Let me Out

This is the story of my current life. This is my journey to becoming me. These are my struggles in being transgender, and my struggles of being me.


1. being transgender

it's not walk in the park, let me just say. being transgendered isn't something to brag about, well....it depends if you want to or not. i, personally, don't. people call me an attention-freak, tranny-freak, waste, sick, wrong, disgusting....but in reality, at the end of the day, i'm calling myself those names too. because when people tell you something enough, you start to believe it.


now, my parents aren't bad people, and they never will be, but sometimes i honestly wish they'd give me a little more support. people have told me not to expect much from them when coming out, but i unfortunately did. i expected them to welcome me and tell me it'll be ok and that we'll figure this out together. but they didn't. big shock, huh? they started to force me to wear makeup, force me to keep my hair long, forced me to wear girls clothes. i hate every minute of my life right now, and i wish it could be different.

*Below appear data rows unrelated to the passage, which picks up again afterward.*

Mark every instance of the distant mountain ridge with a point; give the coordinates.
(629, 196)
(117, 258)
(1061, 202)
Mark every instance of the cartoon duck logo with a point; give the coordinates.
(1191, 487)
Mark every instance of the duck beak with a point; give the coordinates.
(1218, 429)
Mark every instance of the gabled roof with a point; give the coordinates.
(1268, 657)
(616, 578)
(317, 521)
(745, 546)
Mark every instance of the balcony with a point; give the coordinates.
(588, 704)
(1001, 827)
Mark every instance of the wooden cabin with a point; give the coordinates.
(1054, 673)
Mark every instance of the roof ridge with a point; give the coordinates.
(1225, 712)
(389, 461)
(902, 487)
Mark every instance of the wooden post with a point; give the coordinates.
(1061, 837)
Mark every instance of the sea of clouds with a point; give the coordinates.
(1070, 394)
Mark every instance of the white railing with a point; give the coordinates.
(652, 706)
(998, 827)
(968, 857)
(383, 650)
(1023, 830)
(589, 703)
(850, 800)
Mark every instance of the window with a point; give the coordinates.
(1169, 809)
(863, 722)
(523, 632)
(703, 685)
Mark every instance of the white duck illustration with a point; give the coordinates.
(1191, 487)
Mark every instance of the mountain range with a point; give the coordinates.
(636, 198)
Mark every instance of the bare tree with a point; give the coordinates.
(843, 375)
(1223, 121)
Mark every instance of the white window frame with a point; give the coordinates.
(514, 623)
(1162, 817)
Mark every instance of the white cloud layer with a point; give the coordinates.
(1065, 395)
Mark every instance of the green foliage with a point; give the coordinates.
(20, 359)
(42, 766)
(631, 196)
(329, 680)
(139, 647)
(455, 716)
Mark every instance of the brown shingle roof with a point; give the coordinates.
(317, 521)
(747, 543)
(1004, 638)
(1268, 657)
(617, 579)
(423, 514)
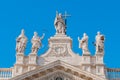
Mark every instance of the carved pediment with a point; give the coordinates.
(55, 70)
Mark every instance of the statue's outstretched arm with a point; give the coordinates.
(42, 36)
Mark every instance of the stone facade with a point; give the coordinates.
(59, 62)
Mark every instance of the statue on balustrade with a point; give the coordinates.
(99, 42)
(21, 42)
(60, 24)
(36, 42)
(83, 43)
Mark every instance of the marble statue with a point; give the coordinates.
(99, 42)
(21, 42)
(83, 43)
(59, 24)
(36, 42)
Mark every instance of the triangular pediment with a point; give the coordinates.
(60, 69)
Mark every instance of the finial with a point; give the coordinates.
(56, 13)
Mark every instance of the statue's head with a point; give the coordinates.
(98, 33)
(35, 33)
(84, 34)
(22, 32)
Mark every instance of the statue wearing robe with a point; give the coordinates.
(21, 43)
(36, 42)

my friends aren't too keen on it either. one friend makes fun of me, another has drawn away, other friends aren't even friends anymore. but the friends i do have, the ones that support me, i am very grateful for. they mean everything to me and i love them to death. ((one of them i'm secretly crushing on. shh))


my life is quite chaotic, but i've gotten used to it. i may hate my life and i may hate being forced to be a girl, but i know deep down, i am a boy.


i am a male, i am transgender, i am me. Adam.